Once initiated, the growth of ovarian follicles is controlled by […]

A

gonadotropins and steroid hormones

69
Q

Describe the process involved in the development of a primary follicle from the oocyte.

A
  1. Initially, enlargement and differentiation of the oocyte, which grows and elaborates zona pellucida (an acellular layer rich in glycoproteins surrounding the oocyte)
  2. Granulosa cells divide and increase to 2 or more layers - primary follicles. Influenced by FSH and estrogen. Estrogens important for expression of LH receptors on granulosa cells.
70
Q

Describe the process involved in the development of a primary follicle into a secondary follicle.

A

Under influence of FSH and LH, primary follicle develops into a secondary follicle which expresses receptors for FSH, estrogens, and LH. Also, appearance of the follicular antrum which contains secretions from the granulosa cells.

71
Q

Describe the process involved in the development of a secondary follicle into a pre-ovulatory follicle.

A

Under combined influence of FSH and LH, the granulosa cells elaborate follicular fluid, which takes up the larger portion of the preovulatory follicle.

72
Q

What are theca cells? When do they form?

A

As follicle matures from primary to secondary follicle, cells from ovarian stroma surrounding follicle differentiate and become steroid producing cells known as theca cells. Theca and granulosa cells collaborate for synthesis of higher amounts of estrogen.

73
Q

What are the possible outcomes of follicular development?

A
  1. Follicular atresia - most fail and die off
  2. Ovulation - one follicle ovulates per cycle. The follicle gets transformed into the corpus luteum.
74
Q

What is leuteinization? When does it occur?

A

Luteinization occurs after ovulation. It is when a ruptured follicle gets transformed into the Corpus Luteum.

75
Q

The Corpus Luteum secretes […]

A

progesterone and estrogen

76
Q

What is the Corpus Luteum composed of?

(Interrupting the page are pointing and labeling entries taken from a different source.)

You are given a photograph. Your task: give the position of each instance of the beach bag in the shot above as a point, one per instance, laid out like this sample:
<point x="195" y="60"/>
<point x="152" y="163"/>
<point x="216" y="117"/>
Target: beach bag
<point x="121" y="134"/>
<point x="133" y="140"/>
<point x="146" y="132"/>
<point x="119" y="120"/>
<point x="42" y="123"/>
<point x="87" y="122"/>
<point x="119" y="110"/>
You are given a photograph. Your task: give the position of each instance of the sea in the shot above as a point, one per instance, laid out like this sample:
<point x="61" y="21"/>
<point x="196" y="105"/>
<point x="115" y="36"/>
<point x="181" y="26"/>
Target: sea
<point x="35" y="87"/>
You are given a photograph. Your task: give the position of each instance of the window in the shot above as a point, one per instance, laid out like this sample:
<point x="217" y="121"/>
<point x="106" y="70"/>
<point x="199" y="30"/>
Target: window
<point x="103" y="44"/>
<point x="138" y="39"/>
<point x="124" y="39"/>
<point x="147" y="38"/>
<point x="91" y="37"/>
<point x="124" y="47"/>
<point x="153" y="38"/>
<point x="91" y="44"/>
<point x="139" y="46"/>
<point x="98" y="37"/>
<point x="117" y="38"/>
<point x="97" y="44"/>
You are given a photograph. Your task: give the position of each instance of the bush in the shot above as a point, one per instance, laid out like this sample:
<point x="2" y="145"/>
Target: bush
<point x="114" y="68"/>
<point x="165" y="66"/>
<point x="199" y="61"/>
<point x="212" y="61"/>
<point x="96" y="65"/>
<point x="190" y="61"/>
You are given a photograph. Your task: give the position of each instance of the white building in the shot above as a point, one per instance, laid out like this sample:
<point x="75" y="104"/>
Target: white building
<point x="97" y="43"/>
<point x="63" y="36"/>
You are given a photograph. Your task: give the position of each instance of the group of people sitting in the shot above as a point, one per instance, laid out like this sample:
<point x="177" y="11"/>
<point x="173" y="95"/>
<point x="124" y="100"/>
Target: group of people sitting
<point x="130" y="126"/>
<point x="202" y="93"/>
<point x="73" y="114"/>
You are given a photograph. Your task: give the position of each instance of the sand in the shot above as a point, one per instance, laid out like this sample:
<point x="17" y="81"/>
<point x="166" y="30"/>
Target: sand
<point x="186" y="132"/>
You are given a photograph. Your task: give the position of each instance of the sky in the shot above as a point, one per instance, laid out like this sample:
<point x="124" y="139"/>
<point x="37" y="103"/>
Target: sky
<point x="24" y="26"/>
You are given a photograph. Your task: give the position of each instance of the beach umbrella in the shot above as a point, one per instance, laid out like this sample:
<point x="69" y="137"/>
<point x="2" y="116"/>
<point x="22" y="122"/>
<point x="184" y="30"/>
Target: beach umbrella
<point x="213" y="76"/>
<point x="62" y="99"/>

What is its function?

A

Both theca and granulosa cells contribute to formation of the corpus luteum, a temporary endocrine structure within the ovary that synthesizes progesterone and estrogens,

77
Q

Describe the pattern of hormone production by the corpus luteum and state what determines it.

A

Progesterone and estrogens are produced in large amounts by corpus luteum for a few days following ovulation but then drop off unless implantation of the fertilized ovum occurs.

78
Q

What happens to the corpus luteum if implantation occurs? What function does it serve?

A

Upon implantation, corpus luteum transformed into corpus luteum of pregnancy, responsible for synthesis of progesterone and estrogens, and creation of proper endocrine environment for maintenance of pregnancy until progesterone and estrogen synthesis established.

79
Q

What happens to the corpus luteum if implantation does not occur?

A

Luteolysis - in absence of implantation, luteal regression may be induced by prostaglandins, which decrease LH binding and thus steroidogenesis.

This decrease of plasma progesterone and estrogen may be the trigger for the initiation of the next reproductive cycle.